Vault as an identity broker for zero trust security
Authors: Dan Schneider and Ray Abaid
As a platform operator, Vault administrator, or Vault consumer, you use Vault to broker workload identities across disparate systems, allowing secure access without relying on static secrets. This pattern demonstrates Vault's role as an identity broker, verifying identities from one platform and granting dynamic, policy-enforced access to resources in another. By focusing on identity-first access rather than credential possession, you reduce secret sprawl, enhance zero trust security, and simplify hybrid/multi-cloud operations.
Target audience
This guide references the following roles:
- Platform operator: Someone who manages your organization's infrastructure and security platforms. This may include security, platform, and DevOps teams. This role focuses on configuring external systems and integrations, such as Kubernetes clusters, AWS IAM roles, and PostgreSQL databases, to enable Vault's identity brokering.
- Vault administrator: Someone who has access to configure Vault-specific components, such as authentication methods, secrets engines, and policies. This role is distinct from the platform operator and centers on Vault administration, potentially delegating tasks through namespaces in decentralized policy management scenarios.

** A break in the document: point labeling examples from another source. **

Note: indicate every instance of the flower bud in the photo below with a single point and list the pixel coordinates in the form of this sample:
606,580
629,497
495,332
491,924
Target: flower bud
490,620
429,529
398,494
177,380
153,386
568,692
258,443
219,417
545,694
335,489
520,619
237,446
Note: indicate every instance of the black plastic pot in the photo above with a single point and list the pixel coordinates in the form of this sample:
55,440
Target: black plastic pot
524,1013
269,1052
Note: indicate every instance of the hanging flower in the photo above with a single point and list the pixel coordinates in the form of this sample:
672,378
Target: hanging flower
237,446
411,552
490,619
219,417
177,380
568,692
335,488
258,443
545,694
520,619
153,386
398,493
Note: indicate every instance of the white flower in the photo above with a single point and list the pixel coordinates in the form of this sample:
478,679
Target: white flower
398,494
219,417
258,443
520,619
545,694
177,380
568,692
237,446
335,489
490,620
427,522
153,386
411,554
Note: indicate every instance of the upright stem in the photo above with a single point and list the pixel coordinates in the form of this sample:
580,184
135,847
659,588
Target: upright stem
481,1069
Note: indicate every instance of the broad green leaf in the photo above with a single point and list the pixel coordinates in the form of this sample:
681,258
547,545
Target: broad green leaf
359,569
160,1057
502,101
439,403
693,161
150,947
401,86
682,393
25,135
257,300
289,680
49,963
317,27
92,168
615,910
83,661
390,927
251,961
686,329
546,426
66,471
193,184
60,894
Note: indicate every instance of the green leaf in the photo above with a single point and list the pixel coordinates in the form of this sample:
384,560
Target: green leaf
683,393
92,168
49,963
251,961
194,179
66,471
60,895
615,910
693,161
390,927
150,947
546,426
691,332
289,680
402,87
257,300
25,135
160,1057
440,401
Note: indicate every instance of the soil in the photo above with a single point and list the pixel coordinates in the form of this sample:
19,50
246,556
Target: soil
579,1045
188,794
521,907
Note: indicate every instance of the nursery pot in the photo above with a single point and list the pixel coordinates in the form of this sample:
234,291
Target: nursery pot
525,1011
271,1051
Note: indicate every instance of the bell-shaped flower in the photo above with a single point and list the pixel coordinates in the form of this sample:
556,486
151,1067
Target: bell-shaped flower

- Vault consumer: Someone who deploys and manages workloads, such as application and DevOps engineers, whose applications require brokered access to cross-platform resources.
Prerequisites
Platform operator:
- Working knowledge of Kubernetes service accounts, AWS IAM roles and STS, PostgreSQL user management, and OpenID Connect (OIDC) or JSON Web Token (JWT) claims.
Vault administrator:
- Working knowledge of Vault authentication methods, secrets engines, and policy syntax.
Vault consumer:
- Working knowledge of Vault client integration in applications, AWS, and Kubernetes workloads.
Background and best practices
From secrets manager to identity broker
Organizations often view Vault primarily as a secrets management tool, yet this limited scope often undersells Vault's most transformative capabilities. Vault excels as an identity broker, verifying identities from one platform and brokering access to another. This identity-first approach enables zero trust security by shifting away from legacy credential-focused workflows, where system access relies on possession of static secrets (for example, long-lived API keys or passwords stored in code or configuration files) to continuous verification of the entity's true identity before granting short-lived, policy-bound access.
In legacy workflows, security depended on distributing long-lived secrets, often leading to sprawl, theft, or mishandling risks, and inconsistent policy enforcement across silos. Vault contrasts this by authenticating the identity first, then providing authorization based on central policies, and issuing leased dynamic secrets in a secure handoff. This never trust, always verify model aligns with zero trust: assume breach, minimize blast radius with ephemeral credentials, and enforce least privilege across locations.
The identity brokering transaction model
Identity brokering in Vault is a structured, three-phase transaction that transforms a verified external identity, typically from a non-human workload, such as a Kubernetes pod or AWS EC2 instance, into short-lived, policy-bound access to resources in another system. This model emphasizes Vault's role in reducing secret sprawl by treating credentials as ephemeral byproducts of continuous identity verification, rather than static assets. It aligns with zero trust ensuring access is granular, revocable, auditable, and context-aware.
The three phases are as follows.
Phase 1: Identity verification and token issuance (authentication)
Vault begins by authenticating the external identity using a dedicated authentication method, such as Kubernetes auth (with service account JSON Web Tokens (JWTs)) or AWS auth (with IAM role metadata). This may involve Vault making outbound calls to the external identity provider (for example, calling the Kubernetes API for TokenReview to validate the service account in real-time, or calling AWS STS) to validate the presented claims. Upon successful verification, Vault issues a short-lived token tied directly to the identity. This token inherits Vault policies based on the authentication method's role configuration, which includes bound constraints (for example, specific Kubernetes service account names or AWS IAM Amazon Resource Names (ARNs)) to validate the identity's attributes. Additional policies may also inherit from internal or external identity group membership.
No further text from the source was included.